This rule doesn’t always hold true especially in the case of towels. Sharing items in the bathroom can be very unhealthy and dangerous.
The simplest answer to this question is “NO”. It may seem nontoxic, but a towel can harbor lots of bacteria that grow in a humid, warm bathroom environment. If you share a towel with someone who has contamination caused by bacteria, you’ll be exposed to those invisible germs, which puts you at threat for getting the same infection. In some cases, you can get sick from the bacteria, even if your towel-sharing partner isn’t affected by any contamination.
The human body is enclosed in germs, even after bathing. Those invisible germs come-off of your body as you dry yourself, and stick to the towel until someone else touches it.
On top of being unhygienic, sharing towels also opens you up to new potential ailment. Your body is used to its own germs, and they are generally undamaging to you unless you have a medical condition. However, drying off with someone else’s towel puts you in the exposure to new germs that your body isn’t used to handling. As a result, you might get ill.
Beyond the probable health risks, there is a few other reasoning not to share towels. One of them becomes clear if you think about your own drying routine. You have no idea of knowing, which parts of the towel they used for which body part. This is contemplation that makes most people uncomfortable and is often enough to deserve using separate towels.
Rubbing a towel against your skin can also shed dead skin cells and hairs. Even if they don’t make you ill, you most likely do not want those mites touching your skin, especially after freshly cleaning off in the shower. This is just one other reason you shouldn’t share towels with anyone, even not with your closest family members.
A bath towel seems safe. After all, you have cleaned your body immediately before using it. However, your body can still carry lots of bacteria, fungi, and other invisible germs.
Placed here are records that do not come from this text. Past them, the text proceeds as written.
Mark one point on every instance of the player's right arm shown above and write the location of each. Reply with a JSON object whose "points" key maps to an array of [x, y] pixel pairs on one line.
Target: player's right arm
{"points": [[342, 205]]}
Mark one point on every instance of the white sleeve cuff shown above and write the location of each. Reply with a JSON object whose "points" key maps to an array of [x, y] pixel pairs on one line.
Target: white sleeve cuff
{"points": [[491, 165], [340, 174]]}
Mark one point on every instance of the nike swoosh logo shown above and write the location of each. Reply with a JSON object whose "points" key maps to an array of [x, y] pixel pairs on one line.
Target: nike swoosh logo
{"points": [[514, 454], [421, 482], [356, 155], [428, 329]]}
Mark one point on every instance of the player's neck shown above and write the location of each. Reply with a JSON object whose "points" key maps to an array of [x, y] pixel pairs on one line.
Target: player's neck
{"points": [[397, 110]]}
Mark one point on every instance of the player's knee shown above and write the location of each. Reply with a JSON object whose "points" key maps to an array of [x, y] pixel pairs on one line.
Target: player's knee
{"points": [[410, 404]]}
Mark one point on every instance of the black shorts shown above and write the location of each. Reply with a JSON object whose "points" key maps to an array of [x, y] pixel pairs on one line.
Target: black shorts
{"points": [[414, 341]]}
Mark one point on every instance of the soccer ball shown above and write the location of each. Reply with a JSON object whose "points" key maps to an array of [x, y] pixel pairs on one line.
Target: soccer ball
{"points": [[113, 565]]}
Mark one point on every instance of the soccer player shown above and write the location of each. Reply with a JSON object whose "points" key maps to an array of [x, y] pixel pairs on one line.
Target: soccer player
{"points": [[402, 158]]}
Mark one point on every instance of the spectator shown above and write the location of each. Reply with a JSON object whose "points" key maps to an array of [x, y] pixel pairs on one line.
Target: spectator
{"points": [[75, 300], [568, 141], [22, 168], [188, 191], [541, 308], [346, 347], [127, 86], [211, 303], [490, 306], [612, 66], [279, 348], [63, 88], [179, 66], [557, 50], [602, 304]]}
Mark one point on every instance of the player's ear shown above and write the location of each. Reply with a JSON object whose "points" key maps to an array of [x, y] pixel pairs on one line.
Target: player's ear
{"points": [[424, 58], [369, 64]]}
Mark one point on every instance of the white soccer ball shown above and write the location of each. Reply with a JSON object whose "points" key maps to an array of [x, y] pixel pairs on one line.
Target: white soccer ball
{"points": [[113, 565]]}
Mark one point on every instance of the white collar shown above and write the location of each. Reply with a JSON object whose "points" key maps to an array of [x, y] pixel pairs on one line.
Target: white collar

Those tiny particles can live in the towel and can spread to the next person who uses it, causing skin infections and problems. Bacteria can enter the body through cuts, sores and open wounds, which can potentially lead to some illnesses.
The type of bacteria that causes staph infections develops in towels. This is one of the more serious results of sharing towels. If the bacteria enter through an open wound on your body, you can face an infection that is often opposed to antibiotics.
Towels may also spread bacteria that cause acne and skin infections. While not as serious as a staph infection, this is a skin issue that people don’t want to deal with and can be avoided by not sharing towels.
Fungi can also live in wet towels, including the type that causes tinea cruris, or jock itch. The athlete’s foot is another fungal infection that can be spread through the usage of shared towels.
Pink eye also spreads through towels, since the cloth comes into contact with the face. Towels may also enclose coliforms, which are bacteria associated with fecal matter, and E. coli bacteria, which cause food poisoning and urinary tract disease.